И что еще осознала и отметила – жалости нет. Проскользнула циничная мысль – пять лет достаточно, чтобы оправиться от утраты. Случилось то, что случилось – надо жить дальше. Вадим Черников ведь тоже не кот, девяти жизней у него нет, будет кощунственно потратить остаток единственной на одиночество и тоску.
– Спасительница нашлась. А он у тебя спрашивал совета, как именно и на что ему стоит тратить свои годы? Нет. Живи своей жизнью.
Сказала так сама себе и успокоилась. Вдруг моя внезапная любовь завтра совсем пройдет, а я сегодня перестрадаю впустую.
Глава четвертая
Я услышала звук будильника, и первое, что подумала, – не хочу вставать! Сейчас ведь только шевельнусь, как кошмарная жизнь придет в движение вместе со мной.

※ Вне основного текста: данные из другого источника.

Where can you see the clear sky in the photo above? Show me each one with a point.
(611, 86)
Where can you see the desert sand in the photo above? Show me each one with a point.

– Валерия, бегом завтракать! Вставай, доча. Лида, тоже вставай.
У нас с тетей комната, как в детском лагере – на пополам поделена. Мой диван и стол у одной стены, ее кровать и стол у другой, шкаф общий. За стенкой жили мама и бабушка. Мне под сорок, тете под шестьдесят, маме под семьдесят, бабушке почти девяносто.
Я откинула одеяло и села на край дивана, спустив опухшие ноги на пол. Наелась вчера на ночь бутербродов с бужениной и солеными помидорами, потом две кружки чая и печенье. Уснуть только сытой можно, иначе никак. А результат я даже лицом чувствовала – веки не поднимаются, кожа на лбу болит от натяжения, губы слиплись. Во рту вообще мрак из горловой слизи и белого налета.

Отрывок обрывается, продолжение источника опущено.